Open ladanisavan opened 3 months ago

ladanisavan commented 3 months ago

This issue is for a: (mark with an x)

- [ ] bug report -> please search issues before submitting
- [x] feature request
- [ ] documentation issue or request
- [ ] regression (a behavior that used to work and stopped in a new release)

Hello,

First, thank you for the incredible work you have shared with the phi community. I am wondering if there is a way to obtain the text coordinates (bounding boxes) from the phi-3 vision generated output for an input image? This feature would be immensely beneficial for various applications that rely on precise text positioning.

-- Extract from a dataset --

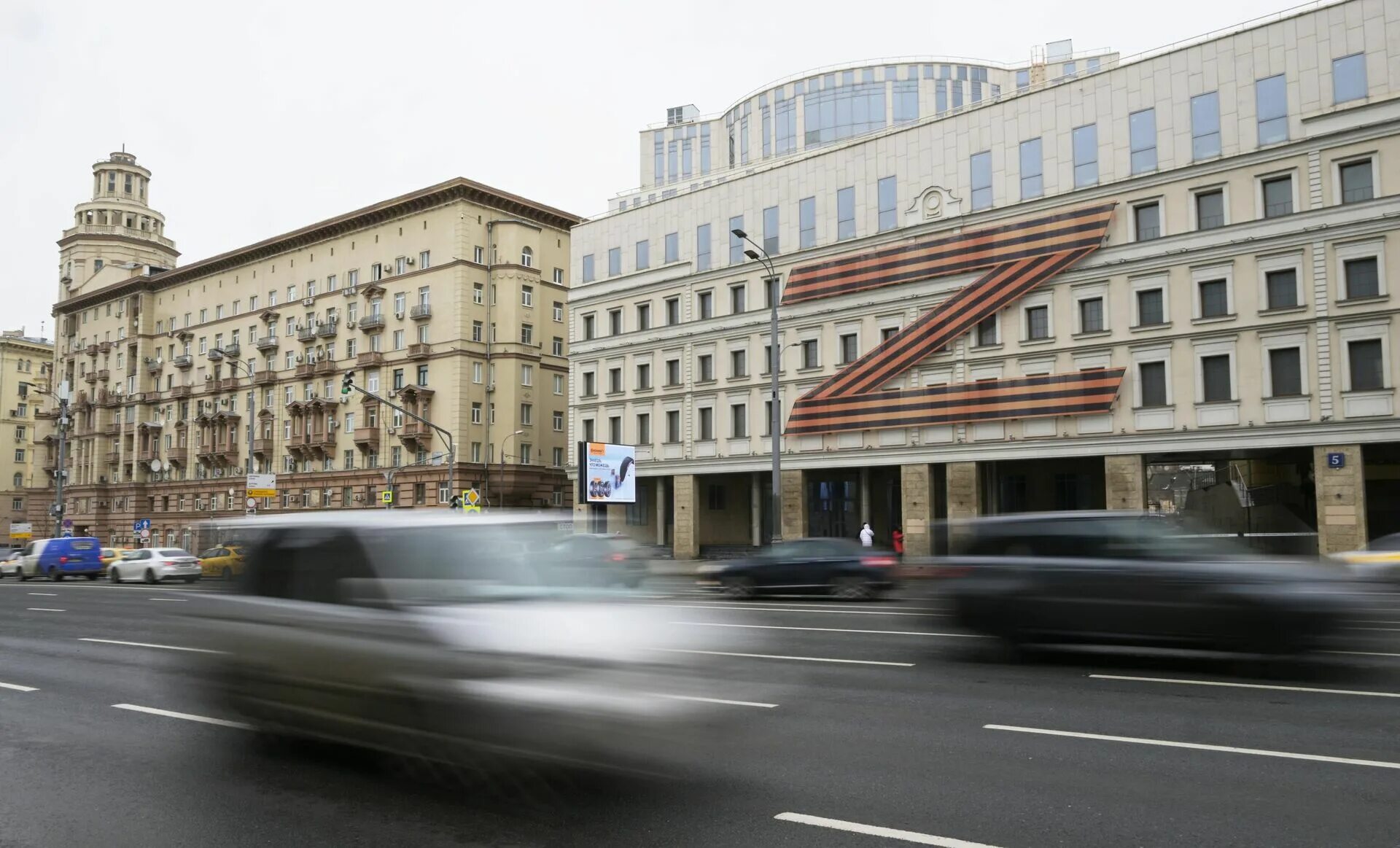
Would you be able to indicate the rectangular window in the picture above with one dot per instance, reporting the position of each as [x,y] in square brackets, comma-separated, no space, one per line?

Thank you for considering this request.

leestott commented 3 months ago

@ChenRocks thoughts on the above feature?

leestott commented 2 months ago

@ladanisavan

To achieve this, you can use the ONNX Runtime with the Phi-3 vision model.

Here’s a general approach:

  1. Setup: Ensure you have the necessary tools and libraries installed, such as ONNX Runtime and the Phi-3 vision model. You can find the models on platforms like Azure AI Catalog or Hugging Face.

  2. Run the Model: Use the ONNX Runtime to run the Phi-3 vision model on your input image. The model will process the image and generate the output, including text and its coordinates.

  3. Extract Bounding Boxes: The output from the model will include the bounding boxes for the detected text. These boxes are typically represented by the coordinates of the top-left corner (x, y) and the width and height of the box.

Here is a simplified example of how you might set this up in Python:

import onnxruntime as ort
import numpy as np
from PIL import Image

# Load the model
session = ort.InferenceSession("path_to_phi3_model.onnx")

# Preprocess the image
image = Image.open("path_to_image.jpg")
input_data = np.array(image).astype(np.float32)

# Run the model
outputs = session.run(None, {"input": input_data})

# Extract bounding boxes from the output
bounding_boxes = outputs[0]  # Assuming the first output contains the bounding boxes

for box in bounding_boxes:
    x, y, width, height = box
    print(f"Bounding box: x={x}, y={y}, width={width}, height={height}")

Source Code Examples & ONNX Models: Phi-3 vision tutorial | onnxruntime

Phi-3 vision onnx cpu Model Phi-3 vision cuda onnx Model

ladanisavan commented 2 months ago

@leestott

Thank you for getting back to me. Have you tested this on your side? It's not working on my side.

ChenRocks commented 2 months ago

Thanks @ladanisavan for your inquiry. Unfortunately, BBox support is currently not available in Phi-3.x-vision. We appreciate this feedback and will discuss this feature request for future versions.

In the meanwhile, I personally recommend Florence-2.